Prism supports Gemini image generation through Imagen and Gemini models. See Gemini [image generation docs](https://ai.google.dev/gemini-api/docs/image-generation) for full usage.

### Supported Models

| Model                                       | Description                                        |
| ------------------------------------------- | -------------------------------------------------- |
| `gemini-2.0-flash-preview-image-generation` | Experimental gemini image generation model.        |
| `imagen-4.0-generate-001`                   | Latest Imagen model.

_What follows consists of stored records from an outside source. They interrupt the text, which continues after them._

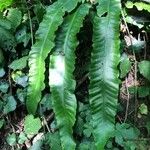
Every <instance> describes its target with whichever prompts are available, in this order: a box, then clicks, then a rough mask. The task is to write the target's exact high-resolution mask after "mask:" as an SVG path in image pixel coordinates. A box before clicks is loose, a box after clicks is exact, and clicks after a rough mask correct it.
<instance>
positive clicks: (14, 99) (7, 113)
mask: <svg viewBox="0 0 150 150" xmlns="http://www.w3.org/2000/svg"><path fill="white" fill-rule="evenodd" d="M16 105H17V102H16V100H15V99H14V97H13V96H9V97H8V98H7V102H6V105H5V106H4V110H3V112H4V114H8V113H9V112H11V111H14V110H15V109H16Z"/></svg>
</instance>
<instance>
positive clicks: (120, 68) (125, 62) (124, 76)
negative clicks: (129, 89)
mask: <svg viewBox="0 0 150 150" xmlns="http://www.w3.org/2000/svg"><path fill="white" fill-rule="evenodd" d="M131 64H132V63H131V62H130V60H129V58H128V56H127V55H125V54H123V55H122V58H121V62H120V71H121V74H120V78H124V77H125V76H126V75H127V74H128V72H129V71H130V69H131Z"/></svg>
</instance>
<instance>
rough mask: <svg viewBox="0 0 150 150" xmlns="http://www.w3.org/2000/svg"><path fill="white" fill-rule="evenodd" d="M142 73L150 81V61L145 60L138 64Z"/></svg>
mask: <svg viewBox="0 0 150 150" xmlns="http://www.w3.org/2000/svg"><path fill="white" fill-rule="evenodd" d="M138 67H139V71H140V73H141V74H142V75H143V76H144V77H145V78H146V79H148V80H149V81H150V61H147V60H143V61H141V62H139V64H138Z"/></svg>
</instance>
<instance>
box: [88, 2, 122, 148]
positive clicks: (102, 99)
mask: <svg viewBox="0 0 150 150" xmlns="http://www.w3.org/2000/svg"><path fill="white" fill-rule="evenodd" d="M102 6H104V7H105V8H103V7H102ZM98 14H99V16H100V17H95V19H94V24H93V51H92V54H91V67H90V73H89V77H90V86H89V97H90V105H91V111H92V119H93V120H92V124H93V128H94V129H93V130H94V131H93V135H94V138H95V145H96V148H97V150H103V149H104V146H105V144H106V142H107V140H108V139H109V138H110V137H111V136H112V134H113V131H114V123H115V115H116V109H117V100H118V91H119V79H118V77H119V71H118V69H117V66H118V64H119V60H120V52H119V44H120V41H119V23H120V17H119V15H120V1H119V0H114V1H111V0H101V1H100V4H99V8H98Z"/></svg>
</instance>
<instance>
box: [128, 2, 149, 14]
mask: <svg viewBox="0 0 150 150" xmlns="http://www.w3.org/2000/svg"><path fill="white" fill-rule="evenodd" d="M133 6H135V7H136V8H137V9H138V10H139V11H141V10H147V11H148V12H150V5H149V4H147V3H144V2H135V3H133V2H131V1H128V2H127V3H126V7H127V8H133Z"/></svg>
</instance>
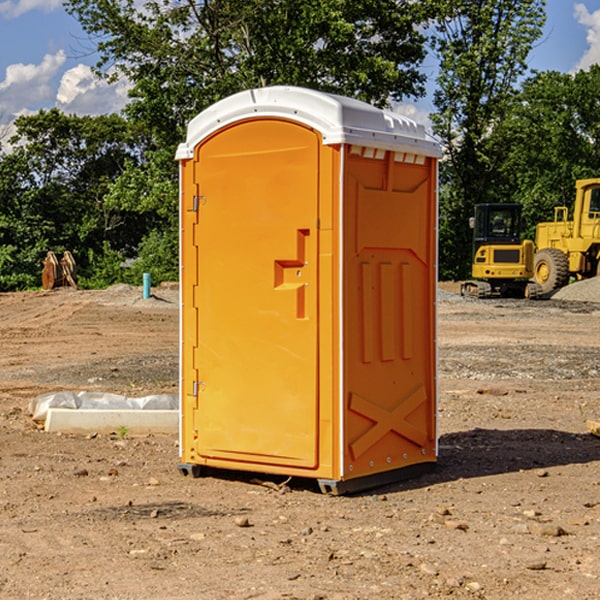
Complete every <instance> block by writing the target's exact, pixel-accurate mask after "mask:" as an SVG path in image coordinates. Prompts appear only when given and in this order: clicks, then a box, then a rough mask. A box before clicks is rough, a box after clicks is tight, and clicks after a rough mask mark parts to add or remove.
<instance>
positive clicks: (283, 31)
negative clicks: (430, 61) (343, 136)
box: [66, 0, 432, 280]
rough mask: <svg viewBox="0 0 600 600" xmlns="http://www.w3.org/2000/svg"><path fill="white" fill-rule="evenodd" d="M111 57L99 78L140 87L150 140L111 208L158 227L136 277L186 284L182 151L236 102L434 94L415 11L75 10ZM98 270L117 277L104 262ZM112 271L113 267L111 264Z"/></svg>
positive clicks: (102, 66)
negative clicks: (244, 97)
mask: <svg viewBox="0 0 600 600" xmlns="http://www.w3.org/2000/svg"><path fill="white" fill-rule="evenodd" d="M66 7H67V10H68V11H69V12H70V13H71V14H73V15H74V16H75V17H76V18H77V19H78V20H79V22H80V23H81V25H82V26H83V28H84V30H85V31H86V32H87V33H88V34H89V36H90V40H91V41H92V43H93V44H94V45H96V47H97V50H98V52H99V54H100V60H99V62H98V64H97V73H98V74H101V75H102V76H104V77H107V78H108V79H111V78H117V77H121V76H124V77H126V78H127V79H128V80H129V81H130V82H131V84H132V87H131V90H130V98H131V101H130V103H129V104H128V106H127V107H126V109H125V113H126V115H127V117H128V118H129V119H130V121H131V122H132V123H134V124H135V125H136V126H138V127H141V128H143V130H144V131H146V132H148V134H149V136H150V137H151V139H152V143H151V144H149V145H148V147H147V149H146V152H145V153H144V156H143V160H142V161H136V160H131V161H128V162H127V163H126V165H125V168H124V170H123V172H122V174H121V176H120V177H119V179H118V180H117V181H115V182H113V183H111V184H110V185H109V188H108V191H107V194H106V197H105V198H104V200H105V203H104V205H105V206H106V207H108V208H110V209H111V210H112V211H115V212H116V213H117V214H130V215H133V214H136V215H138V216H139V217H140V218H144V219H145V220H146V221H147V222H148V223H150V222H151V223H152V225H151V226H150V227H149V228H148V229H147V230H146V235H147V237H145V238H144V239H143V241H142V243H140V244H139V246H138V251H139V256H138V260H137V261H136V262H135V263H134V266H133V267H132V269H131V271H130V272H129V276H130V277H137V276H138V274H139V273H138V271H140V270H141V269H143V270H147V271H150V272H151V273H152V274H153V279H159V280H160V279H163V278H168V277H177V238H178V228H177V214H178V206H177V202H178V192H177V190H178V186H177V165H176V163H175V162H174V160H173V156H174V153H175V149H176V146H177V144H178V143H179V142H181V141H183V139H185V129H186V126H187V123H188V122H189V121H190V120H191V119H192V118H193V117H194V116H195V115H196V114H198V113H199V112H201V111H202V110H204V109H205V108H207V107H208V106H210V105H211V104H213V103H214V102H216V101H218V100H220V99H221V98H224V97H226V96H229V95H231V94H233V93H235V92H238V91H240V90H243V89H248V88H252V87H260V86H267V85H275V84H286V85H299V86H305V87H311V88H316V89H320V90H323V91H328V92H335V93H340V94H344V95H348V96H353V97H356V98H360V99H362V100H365V101H367V102H371V103H373V104H376V105H379V106H383V105H386V104H388V103H389V102H390V101H391V100H400V99H402V98H404V97H406V96H414V97H416V96H418V95H421V94H422V93H423V92H424V81H425V76H424V75H423V74H422V73H420V71H419V64H420V63H421V61H422V60H423V58H424V56H425V41H426V40H425V37H424V35H423V33H421V31H420V29H419V28H418V26H419V25H420V24H422V23H424V22H425V21H426V19H427V17H428V11H430V10H432V7H431V6H430V4H429V3H418V2H417V3H415V2H413V1H412V0H377V1H374V0H303V1H302V2H299V1H298V0H204V1H201V2H195V1H194V0H176V1H175V2H174V1H173V0H147V1H146V2H144V3H143V4H142V5H140V3H139V2H136V1H135V0H125V1H121V0H118V1H117V0H67V2H66ZM94 261H95V263H96V264H97V265H98V266H99V268H100V265H101V264H102V265H103V266H102V270H103V272H106V273H108V272H110V271H111V269H107V267H106V265H105V264H103V261H102V257H101V255H100V254H95V255H94ZM109 262H110V261H109Z"/></svg>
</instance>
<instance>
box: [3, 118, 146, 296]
mask: <svg viewBox="0 0 600 600" xmlns="http://www.w3.org/2000/svg"><path fill="white" fill-rule="evenodd" d="M15 125H16V129H17V133H16V135H15V136H13V138H12V139H11V144H13V145H14V147H15V149H14V150H13V152H11V153H10V154H6V155H4V156H2V158H1V159H0V246H1V247H2V253H1V258H0V286H1V287H2V288H3V289H11V288H15V287H17V288H22V287H30V286H32V285H39V281H40V279H39V275H40V273H41V260H42V258H43V257H44V256H45V253H46V252H47V251H48V250H53V251H55V252H57V253H58V252H62V251H64V250H70V251H71V252H72V253H73V254H74V256H75V258H76V261H77V263H78V265H79V266H80V270H81V271H82V272H83V274H84V277H85V275H86V271H87V269H88V267H89V262H88V257H89V255H90V254H89V253H90V251H91V252H92V253H95V254H96V255H97V254H102V253H103V251H104V248H105V244H108V247H110V248H112V249H114V250H118V251H119V252H120V253H121V254H123V255H127V253H128V252H129V253H133V252H135V249H136V247H137V246H138V245H139V244H140V242H141V240H142V239H143V236H144V234H145V233H146V232H147V231H149V229H150V227H149V224H148V222H147V221H145V220H142V219H140V216H139V214H138V213H133V212H128V211H126V210H121V209H120V208H115V207H113V206H111V205H110V204H109V203H107V202H105V199H104V197H105V195H106V194H107V192H108V190H109V189H110V185H111V183H112V182H113V181H114V180H115V179H117V178H118V176H119V175H120V174H121V173H122V172H123V170H124V169H125V165H126V164H127V163H128V162H131V161H139V160H140V152H141V148H142V147H143V137H141V136H140V135H137V134H135V133H134V132H132V130H131V127H130V125H129V124H128V123H127V121H125V120H124V119H123V118H122V117H119V116H117V115H109V116H100V117H76V116H67V115H65V114H63V113H61V112H60V111H59V110H57V109H52V110H49V111H40V112H39V113H37V114H35V115H31V116H26V117H20V118H18V119H17V121H16V122H15ZM19 274H20V275H19ZM17 275H19V276H17Z"/></svg>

Good for HD image generation. |
| `imagen-4.0-ultra-generate-001`             | Highest quality images, only one image per request |
| `imagen-4.0-fast-generate-001`              | Fastest Imagen 4 model                             |
| `imagen-3.0-generate-002`                   | Imagen 3                                           |

### Basic Usage

```php
$response = Prism::image()
    ->using(Provider::Gemini, 'gemini-2.0-flash-preview-image-generation')
    ->withPrompt('Generate an image of ducklings wearing rubber boots')
    ->generate();

file_put_contents('image.png', base64_decode($response->firstImage()->base64));

// gemini models return usage and metadata
echo $response->usage->promptTokens;
echo $response->meta->id;
```

### Image Editing with Gemini

```php
$originalImage = fopen('image/boots.png', 'r');

$response = Prism::image()
    ->using(Provider::Gemini, 'gemini-2.0-flash-preview-image-generation')
    ->withPrompt('Actually, could we make those boots red?')
    ->withProviderOptions([
        'image' => $originalImage,
        'image_mime_type' => 'image/png',
    ])
    ->generate();

file_put_contents('new-boots.png', base64_decode($response->firstImage()->base64));
```

### Image options for Imagen models

```php
$response = Prism::image()
    ->using(Provider::Gemini, 'imagen-4.0-generate-001')
    ->withPrompt('Generate an image of a magnificent building falling into the ocean')
    ->withProviderOptions([
        'n' => 3,                               // number of images to generate
        'size' => '2K',                         // 1K (default), 2K
        'aspect_ratio' => '16:9',               // 1:1 (default), 3:4, 4:3, 9:16, 16:9
        'person_generation' => 'dont_allow',    // dont_allow, allow_adult, allow_all
    ])
    ->generate();
```

Note:

- Imagen 4 Ultra can only generate 1 image at a time.
- An empty response is sent if the prompt is in violation of the person_generation policy, causing Prism to throw an Exception.

### Response Format

All generated images are returned as base64 encoded strings.